In a simplified example, to model the movement of a stadium wave you could use a supercomputer and individually simulate each of the 80,000 spectators; predicting when they realize a wave is approaching, when they stand, when they sit. Or you could measure the speed of the wave as it moves around the stadium, an equally accurate but far less computationally intense method.
Kubis has seen the success of this translation with the code he built for Intel. One module of code, which runs on a supercomputer, simulated as many as 1 million individual atoms in exquisite detail. But another module simulates collective resonances, providing nearly identical results for a tiny fraction of the computational cost.
“If it’s a complicated system, with lots of unknowns, lots of degrees of freedom, it could even be impossible to solve with calculations based on the behavior of individual entities. But what’s really going on is that a wave is propagating through entities. And then it’s simple, it’s just a wave.”
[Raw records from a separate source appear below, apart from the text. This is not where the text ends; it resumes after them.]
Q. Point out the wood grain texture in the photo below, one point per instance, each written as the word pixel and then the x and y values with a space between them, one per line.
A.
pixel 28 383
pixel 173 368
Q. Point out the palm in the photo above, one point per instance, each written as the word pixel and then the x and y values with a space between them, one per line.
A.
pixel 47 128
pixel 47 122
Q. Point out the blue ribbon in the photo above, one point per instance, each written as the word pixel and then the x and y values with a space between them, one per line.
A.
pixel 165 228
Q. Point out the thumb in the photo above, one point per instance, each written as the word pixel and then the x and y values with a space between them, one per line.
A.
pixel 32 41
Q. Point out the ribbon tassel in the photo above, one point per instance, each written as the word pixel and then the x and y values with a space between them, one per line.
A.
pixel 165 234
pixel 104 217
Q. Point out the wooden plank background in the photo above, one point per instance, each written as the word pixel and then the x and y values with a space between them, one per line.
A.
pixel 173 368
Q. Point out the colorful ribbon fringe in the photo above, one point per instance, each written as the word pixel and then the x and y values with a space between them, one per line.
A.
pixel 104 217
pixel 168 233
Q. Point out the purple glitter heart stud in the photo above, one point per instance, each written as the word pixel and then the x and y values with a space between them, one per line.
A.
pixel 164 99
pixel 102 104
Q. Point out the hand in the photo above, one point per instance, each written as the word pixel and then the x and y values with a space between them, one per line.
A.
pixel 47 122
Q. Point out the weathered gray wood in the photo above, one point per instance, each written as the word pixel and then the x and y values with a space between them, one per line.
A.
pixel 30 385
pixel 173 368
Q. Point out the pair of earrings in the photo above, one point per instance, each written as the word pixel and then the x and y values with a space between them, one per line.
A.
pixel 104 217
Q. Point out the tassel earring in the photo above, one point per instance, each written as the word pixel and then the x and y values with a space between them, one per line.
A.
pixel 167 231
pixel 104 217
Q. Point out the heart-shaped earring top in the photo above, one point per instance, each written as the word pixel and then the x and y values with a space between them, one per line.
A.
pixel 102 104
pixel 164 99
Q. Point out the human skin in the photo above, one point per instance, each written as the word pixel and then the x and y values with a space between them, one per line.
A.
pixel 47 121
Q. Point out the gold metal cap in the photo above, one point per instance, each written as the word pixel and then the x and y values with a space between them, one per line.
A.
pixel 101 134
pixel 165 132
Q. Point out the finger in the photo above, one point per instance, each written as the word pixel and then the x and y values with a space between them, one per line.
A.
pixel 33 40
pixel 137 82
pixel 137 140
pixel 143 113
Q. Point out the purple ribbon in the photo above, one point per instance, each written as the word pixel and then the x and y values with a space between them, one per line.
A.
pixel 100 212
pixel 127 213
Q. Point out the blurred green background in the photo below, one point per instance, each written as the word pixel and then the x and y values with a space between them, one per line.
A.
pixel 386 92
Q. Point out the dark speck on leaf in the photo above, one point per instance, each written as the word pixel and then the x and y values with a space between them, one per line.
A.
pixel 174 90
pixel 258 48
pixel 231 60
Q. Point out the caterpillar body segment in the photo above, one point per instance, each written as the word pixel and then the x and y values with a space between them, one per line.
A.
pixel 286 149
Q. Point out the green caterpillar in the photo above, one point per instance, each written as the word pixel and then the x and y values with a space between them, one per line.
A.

The interactions of a system that can be modeled on the NEMO5 tool suite need only adhere to two criteria: the system is composed of many indistinguishable entities (people, neurons, cars); and the entities must be interacting, but in a limited range (a city, a brain, an arterial highway line). These are the criteria of particle physics, and while the NEMO5 tool suite is built on those equations, the computer code is deliberately modular and nonfield specific, enabling it to tackle problems beyond the quantum scale.
“NEMO5 is a toolbox for many-particle problems. But no one says many-particle physics is limited to small things. It could be for any system with indistinguishable entities interacting in a limited range,” Kubis said. “The quantum code library takes these sophisticated wave equations and hacks them into code snippets that solve equations, but the equations don’t care whether they’re solving for electrons or people.”
The NEMO5 tool suite has been developed with support from the National Science Foundation, the Semiconductor Research Corp., and Intel. It can be licensed academically through the Purdue Office of Technology Commercialization and commercially licensed via Silvaco Inc.